Ieri la salma di Aurora è stata sottoposta ad autopsia, perché «vogliono capire per quale ragione la terapia che le hanno somministrato non ha funzionato - precisa Anca -. Sto cercando di smuovere le acque perché facciano il tampone a me e a mio figlio: se è negativo possiamo almeno dare un ultimo saluto a mia madre».

Alla notizia della morte di Aurora Chirculescu, arrivata in Italia nel 1997, la comunità romena si è stretta subito attorno alla famiglia di Anca e ha promosso una campagna di solidarietà proponendo una raccolta di donazioni dando così un po' di sollievo alla difficile situazione economica e aggravata ora dalle spese funebri. Una scatola per aiutare la famiglia è stata posizionata anche nel negozio Rebymarket di Lidia Zamfir che si trova ad Arsego di via Roma. «In questo momento è importante dare un aiuto a questa famiglia per tutte quelle che possano essere le spese per l'accaduto - ha detto Adrian Stefanoaia, amico del nipote Serban -. La nonna Aurora era il sostegno principale e il pilastro della famiglia; essendo a casa si occupava con tutto quello che potevano essere le faccende domestiche.
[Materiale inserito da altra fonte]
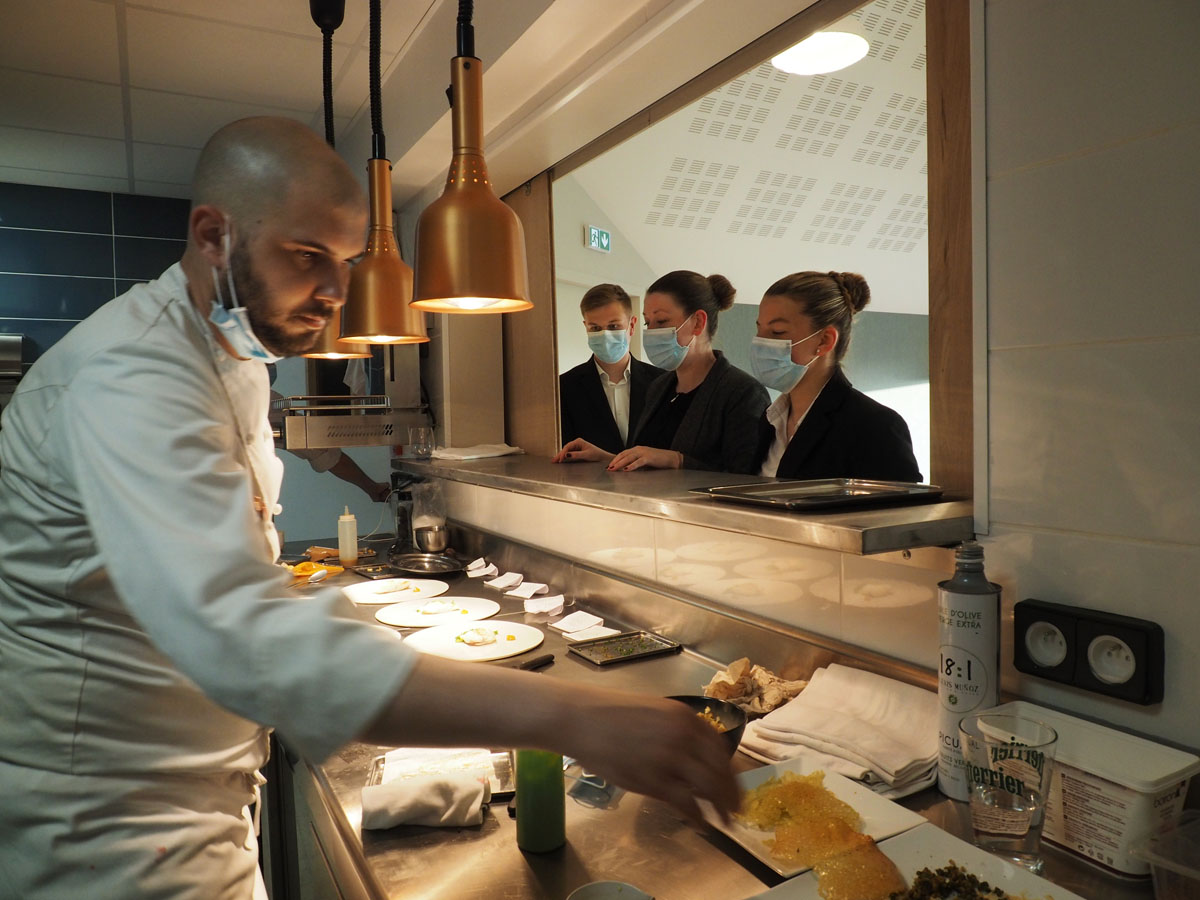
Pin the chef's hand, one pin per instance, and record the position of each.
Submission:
(646, 457)
(580, 450)
(654, 747)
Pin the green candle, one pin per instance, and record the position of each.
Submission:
(541, 808)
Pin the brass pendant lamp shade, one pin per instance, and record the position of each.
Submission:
(377, 309)
(471, 255)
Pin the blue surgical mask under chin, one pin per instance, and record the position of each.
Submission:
(609, 346)
(233, 321)
(771, 360)
(664, 349)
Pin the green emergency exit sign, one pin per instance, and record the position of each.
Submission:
(598, 239)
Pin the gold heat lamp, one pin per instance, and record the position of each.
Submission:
(471, 255)
(377, 309)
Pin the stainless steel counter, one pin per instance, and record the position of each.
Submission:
(664, 493)
(634, 839)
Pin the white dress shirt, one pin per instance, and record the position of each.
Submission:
(147, 636)
(618, 397)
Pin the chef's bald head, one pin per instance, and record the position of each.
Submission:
(249, 167)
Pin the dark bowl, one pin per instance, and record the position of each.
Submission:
(732, 719)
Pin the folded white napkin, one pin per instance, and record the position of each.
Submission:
(550, 605)
(454, 799)
(875, 723)
(509, 580)
(479, 451)
(587, 634)
(526, 589)
(576, 621)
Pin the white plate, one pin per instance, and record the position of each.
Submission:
(393, 591)
(439, 641)
(881, 817)
(929, 847)
(426, 612)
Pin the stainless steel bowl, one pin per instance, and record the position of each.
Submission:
(432, 539)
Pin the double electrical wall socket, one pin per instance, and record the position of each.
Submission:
(1101, 652)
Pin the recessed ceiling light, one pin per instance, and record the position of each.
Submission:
(822, 52)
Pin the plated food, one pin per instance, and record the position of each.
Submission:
(427, 612)
(390, 591)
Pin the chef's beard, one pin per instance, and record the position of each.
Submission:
(269, 328)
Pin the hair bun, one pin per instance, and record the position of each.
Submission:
(723, 291)
(853, 288)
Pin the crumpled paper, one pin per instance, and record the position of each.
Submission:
(753, 688)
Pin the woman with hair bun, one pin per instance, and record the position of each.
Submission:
(703, 412)
(820, 426)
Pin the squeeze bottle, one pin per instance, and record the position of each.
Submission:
(541, 802)
(969, 659)
(347, 538)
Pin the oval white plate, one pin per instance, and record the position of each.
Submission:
(420, 612)
(439, 641)
(393, 591)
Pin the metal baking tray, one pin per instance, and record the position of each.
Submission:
(822, 493)
(624, 647)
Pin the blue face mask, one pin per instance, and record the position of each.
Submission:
(663, 348)
(771, 360)
(232, 319)
(609, 346)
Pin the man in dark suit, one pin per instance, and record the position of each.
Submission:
(601, 397)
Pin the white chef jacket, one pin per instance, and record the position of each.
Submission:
(147, 637)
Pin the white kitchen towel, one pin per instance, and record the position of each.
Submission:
(550, 605)
(509, 580)
(426, 801)
(526, 589)
(576, 622)
(881, 724)
(480, 451)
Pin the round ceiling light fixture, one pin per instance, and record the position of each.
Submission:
(822, 52)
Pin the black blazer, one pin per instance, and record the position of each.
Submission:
(845, 435)
(583, 408)
(719, 431)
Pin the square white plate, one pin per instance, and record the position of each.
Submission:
(881, 817)
(929, 847)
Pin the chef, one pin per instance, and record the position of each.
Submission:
(148, 641)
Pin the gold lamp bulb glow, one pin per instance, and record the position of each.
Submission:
(471, 255)
(377, 309)
(330, 346)
(822, 52)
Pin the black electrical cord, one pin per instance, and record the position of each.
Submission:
(328, 84)
(378, 143)
(466, 31)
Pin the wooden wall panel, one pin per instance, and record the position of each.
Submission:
(531, 367)
(948, 52)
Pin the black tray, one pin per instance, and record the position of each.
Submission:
(624, 647)
(822, 493)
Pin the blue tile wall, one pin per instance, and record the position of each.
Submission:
(64, 253)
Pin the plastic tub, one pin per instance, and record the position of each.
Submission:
(1109, 790)
(1174, 859)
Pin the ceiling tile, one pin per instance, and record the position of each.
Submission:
(211, 59)
(172, 119)
(64, 105)
(67, 37)
(63, 179)
(45, 150)
(156, 162)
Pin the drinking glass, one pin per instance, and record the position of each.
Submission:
(1008, 765)
(420, 441)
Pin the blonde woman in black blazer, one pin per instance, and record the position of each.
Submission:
(820, 426)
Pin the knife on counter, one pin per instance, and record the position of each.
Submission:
(535, 663)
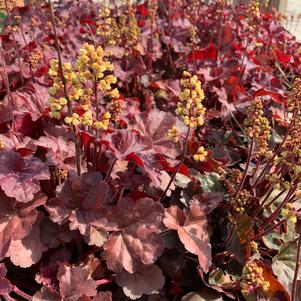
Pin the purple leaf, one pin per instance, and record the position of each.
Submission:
(136, 284)
(19, 177)
(137, 239)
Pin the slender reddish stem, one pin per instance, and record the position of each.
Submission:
(22, 294)
(178, 167)
(76, 143)
(295, 280)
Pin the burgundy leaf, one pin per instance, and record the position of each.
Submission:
(5, 286)
(131, 146)
(148, 280)
(74, 283)
(46, 294)
(81, 201)
(16, 219)
(137, 239)
(192, 230)
(60, 151)
(155, 125)
(27, 251)
(19, 177)
(30, 99)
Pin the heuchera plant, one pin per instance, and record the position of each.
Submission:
(149, 151)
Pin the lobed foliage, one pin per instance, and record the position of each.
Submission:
(149, 151)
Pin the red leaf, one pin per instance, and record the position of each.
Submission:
(19, 177)
(136, 284)
(137, 239)
(208, 53)
(192, 230)
(278, 98)
(283, 58)
(142, 10)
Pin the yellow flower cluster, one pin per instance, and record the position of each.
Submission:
(258, 127)
(252, 279)
(121, 30)
(190, 106)
(254, 9)
(90, 69)
(75, 87)
(254, 246)
(104, 123)
(294, 97)
(173, 134)
(35, 57)
(289, 212)
(153, 8)
(115, 108)
(200, 155)
(60, 175)
(240, 200)
(107, 28)
(129, 26)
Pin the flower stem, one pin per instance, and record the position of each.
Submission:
(22, 294)
(295, 280)
(70, 111)
(178, 167)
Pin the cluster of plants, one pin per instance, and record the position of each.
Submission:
(149, 151)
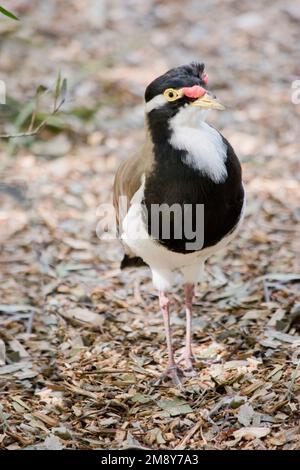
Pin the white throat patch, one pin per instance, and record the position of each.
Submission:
(205, 148)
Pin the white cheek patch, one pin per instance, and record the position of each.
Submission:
(156, 102)
(205, 148)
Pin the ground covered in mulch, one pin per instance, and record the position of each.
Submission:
(80, 342)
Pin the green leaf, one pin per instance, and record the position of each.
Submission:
(8, 13)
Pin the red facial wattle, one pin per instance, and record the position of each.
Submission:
(195, 91)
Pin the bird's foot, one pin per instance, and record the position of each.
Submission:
(172, 372)
(189, 361)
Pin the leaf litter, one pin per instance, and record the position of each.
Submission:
(80, 341)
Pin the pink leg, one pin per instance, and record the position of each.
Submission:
(172, 371)
(187, 355)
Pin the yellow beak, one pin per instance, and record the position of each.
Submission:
(208, 102)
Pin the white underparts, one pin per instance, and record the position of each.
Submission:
(168, 267)
(205, 148)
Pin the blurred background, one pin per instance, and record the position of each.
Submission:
(52, 263)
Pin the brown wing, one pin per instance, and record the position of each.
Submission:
(128, 179)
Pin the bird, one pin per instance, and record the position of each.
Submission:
(180, 198)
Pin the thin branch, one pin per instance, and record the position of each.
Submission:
(37, 129)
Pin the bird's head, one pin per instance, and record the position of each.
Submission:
(181, 90)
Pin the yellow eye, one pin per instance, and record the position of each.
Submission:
(171, 94)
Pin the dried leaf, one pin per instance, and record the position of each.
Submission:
(251, 433)
(175, 407)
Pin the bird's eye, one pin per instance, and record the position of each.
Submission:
(171, 95)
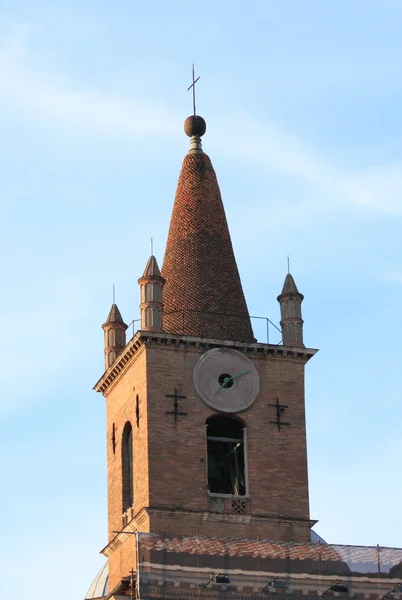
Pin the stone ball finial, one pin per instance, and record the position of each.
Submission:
(195, 125)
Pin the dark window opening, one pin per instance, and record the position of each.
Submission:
(226, 463)
(127, 466)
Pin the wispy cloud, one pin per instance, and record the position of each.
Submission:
(376, 187)
(33, 91)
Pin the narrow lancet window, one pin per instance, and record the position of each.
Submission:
(226, 457)
(127, 466)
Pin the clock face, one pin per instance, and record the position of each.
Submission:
(226, 380)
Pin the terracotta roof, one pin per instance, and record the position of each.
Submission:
(359, 559)
(114, 315)
(203, 295)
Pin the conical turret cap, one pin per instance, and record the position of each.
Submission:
(289, 287)
(114, 315)
(152, 268)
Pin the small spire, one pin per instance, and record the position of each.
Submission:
(115, 335)
(290, 300)
(289, 286)
(114, 315)
(151, 286)
(152, 268)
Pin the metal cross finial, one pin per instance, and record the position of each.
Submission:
(193, 86)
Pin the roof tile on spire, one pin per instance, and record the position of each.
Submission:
(152, 268)
(289, 286)
(203, 295)
(114, 315)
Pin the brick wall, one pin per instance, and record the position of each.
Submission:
(170, 470)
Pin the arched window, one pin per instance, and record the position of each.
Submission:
(127, 466)
(226, 457)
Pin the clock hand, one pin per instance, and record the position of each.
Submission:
(223, 384)
(227, 379)
(239, 374)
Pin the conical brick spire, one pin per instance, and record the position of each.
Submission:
(290, 300)
(203, 295)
Tutto questo è difficile da affrontare con una situazione economica non delle migliori come ormai tutti stiamo affrontando. Quindi mi appello ai nostri connazionali è stato quello di sostenere la famiglia anche con una minima donazione. So già che anche il nostro Comune coordinato dal sindaco Marco Schiesaro si sta già mobilitando per fare il necessario».